Why Has American Pool Not Gained Traction in the UK?
Firstly I want to say a big thank you to everyone that responded to last weeks email requesting some further information from you guys and girls. There are now some filtered sections of our email list that will be used to try and give you more relevant information. [If you are not a member then you can sign up >>> HERE]
In addition it was great to see a good chunk of you respond to our potential meet-up and coaching session. Apologies if I haven't yet responded to your emails this week but we have been moving software system and that has been grabbing my time.
Why has American Pool not gained Traction in the UK?
This weeks email is quite self-explanatory and again will not suit every reader but I hope you get some value out of it.
I want to take a look at why American Pool hasn't really gained traction in the UK. These insights are my own personal take on why the game hasn't quite moved forward. These insights look at the amateur side of the game that is where the future is developed.
Of course we have had major success since the mid-2000s at professional level.
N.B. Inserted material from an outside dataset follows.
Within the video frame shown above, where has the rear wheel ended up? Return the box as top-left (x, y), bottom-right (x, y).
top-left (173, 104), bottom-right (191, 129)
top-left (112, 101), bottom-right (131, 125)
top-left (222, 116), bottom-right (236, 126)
Darren Appleton, Daryl Peach, Jayson Shaw, Karl Boyes and Chris Melling have all won major International titles and Mark Gray has dominated on the European Tour.
This unprecedented success at European and World level saw 3 British players compete as part of the 5-man Team Europe in the most recent Mosconi Cup, thrashing the US team once again at their own game.
Why we have this success at world level needs another article but I want to take a look at a few things below as to why I believe the game has stagnated in the UK.
1. Access to Tables
A lot of snooker halls across the UK, since the smoking ban, have seemed to fade away so a lack of tables is not just restricted to the American Tables. There are less Snooker tables and UK Pool Tables. As a direct affect of this once thriving pool leagues are now seemingly struggling to hold on.
My first reason for a lack of development of American Pool is simply down to the access of the pool tables. American Tables, in the traditional sense, are 9ft x 4.5ft so are quite large and bulky items. Only select venues have the space to have the tables on site and lets not forget that snooker still dominates in this Country. Rileys clubs used to have the vast majority of American tables in the UK, where venues have gone from over 120 at the high point to around 50 now that is a lot of opportunity gone at grassroots level.
In order for any sport to develop, be it pool, badminton or basketball, there first has to be access to the correct equipment.
Of course there are 'barbox' tables that are popular in the USA but I will explain why they haven't taken off in the UK.
2. UK Pool Table Manufacturers would want to suppress the development
We have our own version of pool in the UK and the tables are invariably made here by manufacturers that are British and have a long history. These manufacturers would not take too kindly to US style 'barbox' tables becoming popular in bars across the UK.
I am not suggesting that there is a conscious effort to suppress the game but it makes financial sense for these table makers to try and keep their monopoly within pubs and clubs where they can. There is of course nothing stopping you playing 9 Ball on a UK pool table but it just isn't quite the same.
A whole industry is built around UK pool and an influx of different tables could cause problems for UK jobs, so in one way it could be seen as important to suppress the development of the game at grassroots level.
When you walk into a large pool or snooker club with American tables you will probably notice that most of those tables are in use.
This is of course a good thing.
However, when you delve a little deeper you realise that most of the people playing on them are just playing a version of UK 8 Ball on a larger American table. Although there is a version of 8 Ball played on American tables it is different, what should be happening is education. Clubs and more regular players should try and take an active approach to teach 9 Ball, 10 Ball and even some of the more obscure disciplines like One Pocket or Straight Pool. At the same time equipment can be discussed to give a more focussed approach to the needs of an American Pool player.
Without an understanding of why the tables are different and the different games that can be played on them then the game will continue to stagnate. Educate new and young players and maybe there would be a shift.
4. Cost can be prohibitive
When you look at buying equipment whether it be a table or a cue then you will find that there is a huge swing in price from snooker and UK pool eqipment an then American Pool equipment.
This of course can put potential players off as some of the prices are very very high indeed. But coupled with this a lot of the time the prices are high simply due to the research and development that has gone into the technology to produce solid hitting and low deflection shafts for example. Or the cost of importing tables from the USA or Europe.
Whilst American Pool hasn't quite gained the traction at grassroots level that our International success would suggest it probably isn't a bad thing. Maybe the number of players accessing the game now is the right number for the UK. Maybe I would be wrong in suggesting that players should move from what are our essentially traditional games of UK pool and snooker.
American Pool does not really have the prize money at professional level as that of snooker and that could also be another factor. Any aspiring cueist may see snooker as the way to riches.
There is also a very good chance that a number of players dabble across all games and that once they get to a certain level they will try and access tournaments and look to develop their game.
That's my thoughts anyway. I look forward to reading your thoughts via email, maybe there is something I have glaringly missed or something you do or do not agree with. Please let me know.
Until next week.
Pete Williams - Billiards Boutique
Please note that these articles are originally sent to our email members list on a Wednesday.